1647711042 How Chinese Stocks Went Wrong The Market Is Totally Unstable

How Chinese Stocks Went Wrong: ‘The Market Is Totally Unstable’

Chinese stocks fell in recent days but then rebounded with unprecedented strength. For some investors, the recovery was almost as worrisome as the sell-off.

The turbulence follows a year-long decline that has already led to massive investor losses. The market value of American depositary receipts, Hong Kong and other Chinese stocks has evaporated by trillions of dollars as Beijing has implemented a series of regulatory measures and global appetite for riskier and faster-growing stocks has waned.

However, the turmoil reached a new climax this month as investors worried about whether China could be hit by a Russian-style financial lockdown, while more bad news about Covid-19 and regulatory pressure from Beijing and Washington surfaced.

In recent days, the market has been gripped by panic selling, one of the biggest episodes in the history of Chinese ADRs, said Tony Chin of Infini Capital Management Ltd.

“People were basically selling without a price cap — they just wanted to lower the risk,” said Mr. Chin, founder and chief executive of Infini, a hedge fund manager based in Hong Kong.
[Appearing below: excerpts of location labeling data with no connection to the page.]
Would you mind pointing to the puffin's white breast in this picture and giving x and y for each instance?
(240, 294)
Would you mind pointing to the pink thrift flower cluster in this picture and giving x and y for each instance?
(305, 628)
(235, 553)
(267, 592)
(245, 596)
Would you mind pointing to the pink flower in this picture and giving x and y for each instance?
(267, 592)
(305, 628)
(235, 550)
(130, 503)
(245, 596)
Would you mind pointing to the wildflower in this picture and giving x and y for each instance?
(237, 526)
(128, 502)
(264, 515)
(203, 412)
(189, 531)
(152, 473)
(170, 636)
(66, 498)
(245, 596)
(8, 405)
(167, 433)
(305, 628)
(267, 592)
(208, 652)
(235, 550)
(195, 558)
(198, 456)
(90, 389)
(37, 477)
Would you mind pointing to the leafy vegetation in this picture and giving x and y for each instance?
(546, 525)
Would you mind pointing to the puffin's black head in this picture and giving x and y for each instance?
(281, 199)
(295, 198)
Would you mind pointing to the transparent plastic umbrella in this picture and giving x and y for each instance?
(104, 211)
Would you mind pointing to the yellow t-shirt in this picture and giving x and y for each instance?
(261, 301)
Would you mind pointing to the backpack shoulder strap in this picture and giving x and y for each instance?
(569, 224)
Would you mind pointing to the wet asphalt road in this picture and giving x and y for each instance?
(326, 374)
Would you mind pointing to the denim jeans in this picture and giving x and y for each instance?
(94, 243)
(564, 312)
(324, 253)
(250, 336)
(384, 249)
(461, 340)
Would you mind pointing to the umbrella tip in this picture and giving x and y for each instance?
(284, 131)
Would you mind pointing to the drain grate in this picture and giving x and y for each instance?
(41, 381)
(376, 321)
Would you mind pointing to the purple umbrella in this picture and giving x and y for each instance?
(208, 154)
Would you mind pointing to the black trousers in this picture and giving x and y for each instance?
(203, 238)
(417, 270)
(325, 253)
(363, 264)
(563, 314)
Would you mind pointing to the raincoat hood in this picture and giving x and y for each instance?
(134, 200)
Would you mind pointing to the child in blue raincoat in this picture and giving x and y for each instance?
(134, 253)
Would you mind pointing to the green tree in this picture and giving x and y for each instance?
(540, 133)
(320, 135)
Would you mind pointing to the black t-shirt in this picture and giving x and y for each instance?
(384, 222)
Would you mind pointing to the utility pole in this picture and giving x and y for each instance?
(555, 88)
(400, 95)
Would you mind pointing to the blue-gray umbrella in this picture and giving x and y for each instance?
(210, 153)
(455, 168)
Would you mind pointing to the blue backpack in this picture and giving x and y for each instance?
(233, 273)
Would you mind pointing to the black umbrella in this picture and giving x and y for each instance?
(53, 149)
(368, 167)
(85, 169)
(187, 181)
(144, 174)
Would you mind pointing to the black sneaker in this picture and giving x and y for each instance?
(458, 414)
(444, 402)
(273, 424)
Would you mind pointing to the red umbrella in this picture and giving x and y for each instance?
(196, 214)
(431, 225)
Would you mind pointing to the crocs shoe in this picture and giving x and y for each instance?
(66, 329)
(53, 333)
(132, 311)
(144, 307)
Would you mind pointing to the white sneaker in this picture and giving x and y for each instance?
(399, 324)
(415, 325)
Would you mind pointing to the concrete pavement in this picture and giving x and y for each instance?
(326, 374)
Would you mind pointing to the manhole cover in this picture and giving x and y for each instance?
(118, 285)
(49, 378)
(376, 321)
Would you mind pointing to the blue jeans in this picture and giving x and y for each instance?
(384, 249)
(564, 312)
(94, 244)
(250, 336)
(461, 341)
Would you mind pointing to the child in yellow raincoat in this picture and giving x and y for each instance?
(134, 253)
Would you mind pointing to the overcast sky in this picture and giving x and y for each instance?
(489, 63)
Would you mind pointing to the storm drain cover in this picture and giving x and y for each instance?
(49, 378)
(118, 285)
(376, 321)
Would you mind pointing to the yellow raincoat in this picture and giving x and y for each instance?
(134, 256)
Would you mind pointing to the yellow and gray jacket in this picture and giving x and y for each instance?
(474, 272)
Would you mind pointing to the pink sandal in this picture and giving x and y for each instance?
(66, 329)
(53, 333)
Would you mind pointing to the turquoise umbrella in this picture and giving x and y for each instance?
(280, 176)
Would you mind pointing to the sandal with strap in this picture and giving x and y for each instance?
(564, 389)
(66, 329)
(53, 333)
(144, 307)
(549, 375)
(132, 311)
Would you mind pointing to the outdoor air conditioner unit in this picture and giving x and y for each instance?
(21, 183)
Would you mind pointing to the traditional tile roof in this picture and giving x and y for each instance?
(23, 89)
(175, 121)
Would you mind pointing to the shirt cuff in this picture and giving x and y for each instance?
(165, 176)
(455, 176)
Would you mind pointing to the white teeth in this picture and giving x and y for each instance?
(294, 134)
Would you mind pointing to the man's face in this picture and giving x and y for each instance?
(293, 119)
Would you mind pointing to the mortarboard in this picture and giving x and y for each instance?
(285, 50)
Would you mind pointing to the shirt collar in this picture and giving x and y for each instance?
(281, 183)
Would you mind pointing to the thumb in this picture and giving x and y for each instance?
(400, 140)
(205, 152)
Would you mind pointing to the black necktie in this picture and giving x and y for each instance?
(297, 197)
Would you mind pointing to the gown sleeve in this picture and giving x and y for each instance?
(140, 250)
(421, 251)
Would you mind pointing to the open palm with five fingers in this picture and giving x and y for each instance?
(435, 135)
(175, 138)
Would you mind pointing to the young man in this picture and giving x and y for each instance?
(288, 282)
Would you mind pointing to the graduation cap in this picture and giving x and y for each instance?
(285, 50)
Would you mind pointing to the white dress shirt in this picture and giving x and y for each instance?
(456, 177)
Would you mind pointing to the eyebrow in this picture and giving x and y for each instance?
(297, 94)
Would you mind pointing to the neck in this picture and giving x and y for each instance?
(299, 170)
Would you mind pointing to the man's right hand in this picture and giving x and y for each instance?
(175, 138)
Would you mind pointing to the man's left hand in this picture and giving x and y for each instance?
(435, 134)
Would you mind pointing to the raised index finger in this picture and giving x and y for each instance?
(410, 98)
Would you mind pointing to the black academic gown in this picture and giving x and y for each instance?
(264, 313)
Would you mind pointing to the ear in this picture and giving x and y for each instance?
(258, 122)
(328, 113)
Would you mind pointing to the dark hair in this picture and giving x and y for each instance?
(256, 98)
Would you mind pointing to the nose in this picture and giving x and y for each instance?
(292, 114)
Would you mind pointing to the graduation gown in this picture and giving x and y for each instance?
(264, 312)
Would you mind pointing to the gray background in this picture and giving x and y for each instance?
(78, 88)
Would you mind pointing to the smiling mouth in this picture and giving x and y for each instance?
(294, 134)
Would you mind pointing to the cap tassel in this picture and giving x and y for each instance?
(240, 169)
For international investors, much is at stake. Goldman Sachs analysts estimate that US institutions now own about $750 billion worth of Chinese stocks of all kinds, while many individuals also own US-listed Chinese stocks or exchange-traded funds.

The latest debacle began on March 10, after the US Securities and Exchange Commission provisionally named five Chinese companies whose audit documents it was unable to verify, in a move towards a possible delisting under the Foreign Companies Liability Act.

In itself, this was an additional step in the gradual separation of the American and Chinese markets. But it has prompted investors to revisit the big question of how investable Chinese stocks are, a question that exploded last year when Beijing liquidated out-of-school tutoring companies.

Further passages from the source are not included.